Morgan Housel’s top beliefs
* Note: this is a backdated post on notes I took in the past, edited for clarity
Morgan Housel wrote about his top beliefs on business and investing here, and I particularly liked the points below:
- “Investing is a game of probabilities, and almost all probabilities are less than 100%. […] Being wrong is part of the process. Survival is the only road to riches.”
- The prerequisite for success is survival. Don’t put yourself in a position to get taken out
- “The best results happen when your interests align with others’.”
- As I’ve written about on my bio page, I think understanding incentives and having incentive alignment is critical. Morgan writes about incentives a couple paragraphs down.
- “Many failures can be traced to the pointless pursuit of arbitrary benchmarks.”

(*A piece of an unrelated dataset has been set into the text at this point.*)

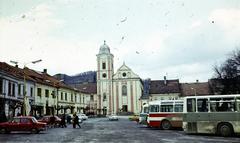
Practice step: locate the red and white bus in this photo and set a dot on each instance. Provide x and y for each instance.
(165, 114)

- As Goodhart’s Law would have you believe, when a measure becomes a target, it ceases to be a good measure. I do believe metrics and measurement is important. However know if you’re judging actual performance, or a proxy of that performance
- “There are five sources of edge: 1) Learn faster than your competition, 2) empathize with stakeholders more than your competition, 3) communicate more effectively than your competition, 4) be willing to fail more than your competition, and 5) wait longer than your competition.”
- I think the informational edge from (1) is fleeting. The post on tortoises vs hares and willingness to fail can elaborate on point (4). I firmly believe in point (5), given how loosely the phrase ‘long-term’ is thrown around in investing with different interpretations.